(Photo: Chad Ryan)
When the Notre Dame Fighting Irish take the field Saturday for the 95th Blue-Gold Game, it will feel familiar in all the right ways—and different in one key way.
For the first time since Ian Book, Notre Dame enters spring with a returning starting quarterback firmly in place.
CJ Carr isn’t part of the storyline—he is the storyline.
And that’s the point of this game. It’s never been a final exam. It’s a first glimpse.
The Questions Never Change
Every spring, the questions come fast.
Who’s ready? Who’s next? Where are the answers?
In 2025, it was quarterback uncertainty, skill-position turnover, and whether a new defensive voice could steady things.
In 2026, the questions are different—but just as revealing.
A defensive line supplemented in a big way will be on display, BIG is a key word here, Marcus Freeman referred to the group as “massive” last week. Out wide, this may be one of the deeper receiver groups Notre Dame has fielded in years—transfer Mylan Graham, last season’s leading receiver Jordan Faison now fully focused on football, and a wave of emerging options behind them.
And then there’s the backfield.
Who replaces the Love-and-Price show?
The honest answer—no one. You don’t replicate one of the most dynamic tandems college football has seen in years.
But you can reload.
And the word out of spring practice is that Nolan James, Jonaz Walton, and Aneyas Williams will be just fine… and plenty dangerous.

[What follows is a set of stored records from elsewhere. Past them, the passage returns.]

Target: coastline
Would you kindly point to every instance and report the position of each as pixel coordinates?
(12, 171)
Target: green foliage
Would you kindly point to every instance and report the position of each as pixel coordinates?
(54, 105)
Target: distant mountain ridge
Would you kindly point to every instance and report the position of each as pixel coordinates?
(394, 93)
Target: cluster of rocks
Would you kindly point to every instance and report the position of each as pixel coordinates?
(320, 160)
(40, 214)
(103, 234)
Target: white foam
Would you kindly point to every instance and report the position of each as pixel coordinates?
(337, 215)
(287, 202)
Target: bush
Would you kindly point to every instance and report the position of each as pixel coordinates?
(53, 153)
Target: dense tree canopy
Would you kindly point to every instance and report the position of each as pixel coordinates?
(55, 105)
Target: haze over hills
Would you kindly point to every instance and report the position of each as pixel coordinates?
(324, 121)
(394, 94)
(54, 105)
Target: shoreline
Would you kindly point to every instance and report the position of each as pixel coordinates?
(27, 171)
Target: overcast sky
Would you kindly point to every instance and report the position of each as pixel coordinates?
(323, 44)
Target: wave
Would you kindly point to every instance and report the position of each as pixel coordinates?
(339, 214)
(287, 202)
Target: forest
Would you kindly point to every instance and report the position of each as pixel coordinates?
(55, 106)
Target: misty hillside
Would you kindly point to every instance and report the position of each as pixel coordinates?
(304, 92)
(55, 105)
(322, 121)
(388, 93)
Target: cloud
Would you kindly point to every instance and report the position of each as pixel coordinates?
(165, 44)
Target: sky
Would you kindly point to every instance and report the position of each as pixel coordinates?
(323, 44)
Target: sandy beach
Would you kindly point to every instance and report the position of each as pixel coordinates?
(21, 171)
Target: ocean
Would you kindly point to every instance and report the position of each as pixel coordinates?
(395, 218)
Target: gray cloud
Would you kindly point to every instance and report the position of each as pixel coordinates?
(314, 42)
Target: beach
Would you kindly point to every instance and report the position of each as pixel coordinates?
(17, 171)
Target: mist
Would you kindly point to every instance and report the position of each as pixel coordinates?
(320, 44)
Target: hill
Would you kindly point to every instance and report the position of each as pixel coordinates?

Different names. Same curiosity.
A Tradition Built to Reveal—Not Decide
The tradition dates to 1929, when Knute Rockne, always part coach and part showman, created a spring scrimmage to promote his team and energize the end of practice.
At first, it wasn’t Blue vs. Gold. It was returning players against outgoing seniors and recent graduates.
That evolved.
In 1937, under Elmer Layden, the game became the “Old-Timers” contest—famously featuring legends like the Four Horsemen in a 7–6 loss to the varsity.
By 1947, it had purpose beyond football, funding scholarships for local students—a mission that continues today through the Rockne Athletics Fund.
In 1953, future U.S. Senator Ted Kennedy even suited up alongside Irish greats like Johnny Lattner and Leon Hart.
By the late 1960s, the format had run its course. Ara Parseghian wanted better competition. The old-timers couldn’t provide it.
So in 1968, the modern era began.
Blue vs. Gold. Teammate vs. teammate.
Same purpose. Cleaner look.
The Clues Are Always There
Spring games don’t give answers.
They give clues.
A throw. A read. A presence.
At the time, it feels routine. Later, it feels obvious.
Because the Blue-Gold Game doesn’t tell you what will happen.
It shows you what might.
2025: The Signal
The 2025 game was framed as a three-man quarterback battle: Carr, Kenny Minchey, Steve Angeli.
All had moments.
Carr had control.
Nothing was decided that day. It never is.
But the tone was set. The competition stretched into summer—and eventually, Carr took the job.
April didn’t decide it.
It pointed to it.
2026: The Confirmation
Now the lens changes.
Carr isn’t competing. He’s established.
And not just inside the program. Outside it, too. He enters 2026 as a Las Vegas favorite for the Heisman Trophy.
That’s not projection anymore. That’s expectation.
So this year, the question isn’t who’s next?
It’s how good can this be?
The Enduring Truth
Through Rockne. Through Parseghian. Through every era in between, the Blue-Gold Game has held its place.
Not as a decider.
As a revealer.
In 2020, even a pandemic could only pause it. In 2021, it returned in limited form. And ever since, the gates have opened again to what they’ve always been: a spring gathering built on curiosity and belief.
Because that’s what this game ultimately feeds.
Curiosity about what’s coming.
Belief in what it might become.
In 2025, it hinted.
In 2026, we know.
And that’s the Blue-Gold Game—it won’t give you the answers.
But it will tell you exactly where to look.